A disease that is often very difficult to separate from CML is agnogenic (idiopathic) myeloid metaplasia (AMM). It is most common in persons aged 50-60 years. The syndrome results from bone marrow failure and subsequent extramedullary hematopoiesis on a large scale in the spleen and sometimes in the liver and lymph nodes. Actually, the extramedullary hematopoiesis is compensatory and therefore is not idiopathic (agnogenic), but the bone marrow failure is agnogenic. The bone marrow typically shows extensive replacement by fibrous tissue (myelofibrosis), but in an early stage AMM may show a normally cellular or even hypercellular marrow and such minimal fibrosis that reticulum stains are required to demonstrate abnormality. The average life span after diagnosis is 5-7 years. One percent to 5% of patients eventually develop acute leukemia.

Although marrow fibrosis is typically associated with AMM, varying degrees of fibrosis have been reported in 15%-30% of patients with polycythemia vera and in some patients with CML, hairy cell leukemia, acute leukemia, metastatic carcinoma to bone marrow, and multiple myeloma.

In AMM there is a normochromic anemia of mild to moderate degree and usually a moderate degree of reticulocytosis. The peripheral blood smear typically contains a moderate number of polychromatophilic RBCs and varying numbers of later-stage nucleated RBCs as well as moderate RBC anisocytosis and poikilocytosis. Teardrop RBCs are characteristic of AMM and are usually (although not always) present in varying numbers. The WBC counts in AMM are most often in the 12,000-50,000/mm3 (12-50 Ч 109/L) range (approximately 40% of cases), but a substantial proportion of patients have counts within reference limits (20%-35% of cases), and a significant number have leukopenia (10%-30% of cases). About 7% have WBC counts over 50,000/mm3 (literature range, 0%-18%). Peripheral blood differential counts usually show mild or moderate myeloid immaturity centering on metamyelocytes and band forms with some myelocytes present, similar to the picture of CML. The number of basophils is increased in approximately 35% of cases. The number of platelets is normal in 40%-50% of cases, increased in approximately 40% (literature range, 8%-48%), and decreased in 20%-25% (literature range, 10%-40%). Giant platelets are often found. Splenomegaly is present in more than 95% of cases (literature range, 92%-100%), and hepatomegaly is also common (approximately 75% of cases; literature range, 55%-86%). Splenomegaly is present even when the WBC count is relatively low. Lymphadenopathy is not common (approximately 10% of cases; literature range, 0%-29%).

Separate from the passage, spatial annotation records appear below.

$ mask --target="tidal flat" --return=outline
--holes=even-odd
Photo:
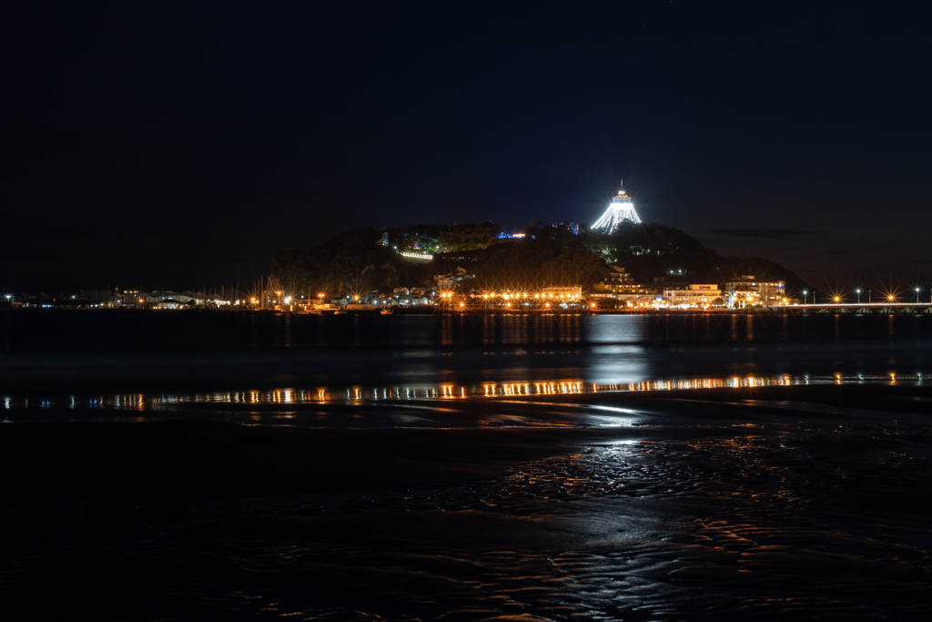
[[[3,610],[928,619],[932,388],[751,384],[178,400],[118,422],[79,402],[31,422],[14,401]]]

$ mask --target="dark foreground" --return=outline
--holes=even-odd
[[[5,619],[932,616],[922,382],[418,404],[3,426]]]

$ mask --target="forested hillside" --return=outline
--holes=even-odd
[[[282,251],[272,263],[276,286],[328,297],[394,287],[431,287],[434,276],[465,270],[478,290],[518,291],[549,285],[589,288],[619,265],[648,286],[659,279],[721,283],[742,274],[779,279],[792,287],[793,272],[760,257],[726,258],[695,238],[651,223],[610,235],[566,226],[537,226],[524,239],[496,238],[496,223],[407,225],[383,230],[366,228],[341,233],[311,248]],[[403,252],[430,254],[432,260],[405,257]]]

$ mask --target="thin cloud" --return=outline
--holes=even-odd
[[[816,233],[816,231],[795,228],[710,228],[706,230],[715,235],[730,238],[766,238],[767,240],[789,240],[790,238]]]

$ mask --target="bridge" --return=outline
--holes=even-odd
[[[816,302],[777,307],[816,313],[932,313],[932,302]]]

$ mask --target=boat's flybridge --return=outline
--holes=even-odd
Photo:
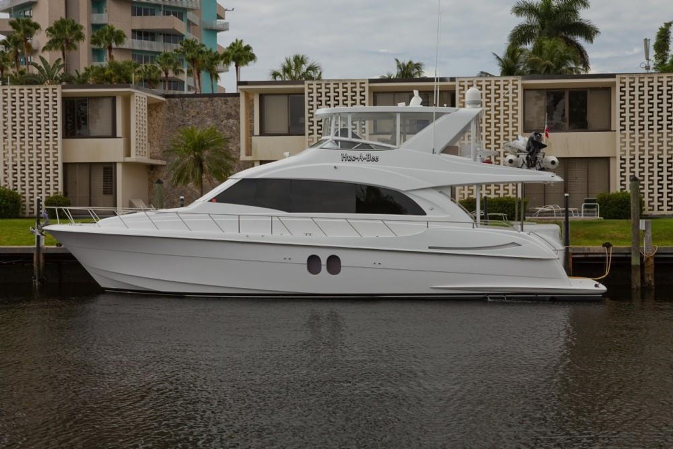
[[[382,150],[402,146],[455,108],[356,106],[318,109],[322,135],[314,147],[337,149]],[[469,114],[476,116],[479,111]],[[468,122],[469,123],[469,122]],[[439,151],[437,151],[438,153]]]
[[[552,172],[481,163],[481,112],[421,106],[319,109],[322,138],[312,147],[237,173],[197,203],[209,212],[224,207],[245,213],[271,209],[471,221],[446,195],[451,186],[476,185],[479,196],[482,184],[562,180]],[[471,147],[474,158],[442,153],[460,145]]]

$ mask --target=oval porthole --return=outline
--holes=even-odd
[[[311,254],[306,259],[306,268],[312,275],[317,275],[322,269],[322,263],[320,258],[316,254]]]
[[[341,259],[334,254],[327,258],[327,273],[330,275],[338,275],[341,273]]]

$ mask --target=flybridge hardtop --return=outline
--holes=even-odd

One uncommon variant of AMM has been reported under the name of “acute myelofibrosis.” The typical picture is pancytopenia, normal peripheral blood RBC morphology, lack of splenomegaly, and typical myelofibrosis on bone marrow examination. Most of the patients were over age 50, and most died in less than 1 year. All of the patients had blast cells in the peripheral blood, in most cases less than 15% but occasionally in greater numbers. Cases of acute myelofibrosis are difficult to separate from atypical cases of AMM (which occasionally terminates in a blast crisis, like CML), atypical cases of AML (in which a fibrotic bone marrow occasionally develops), and some patients with CML who develop some degree of marrow fibrosis and then progress to a blast crisis.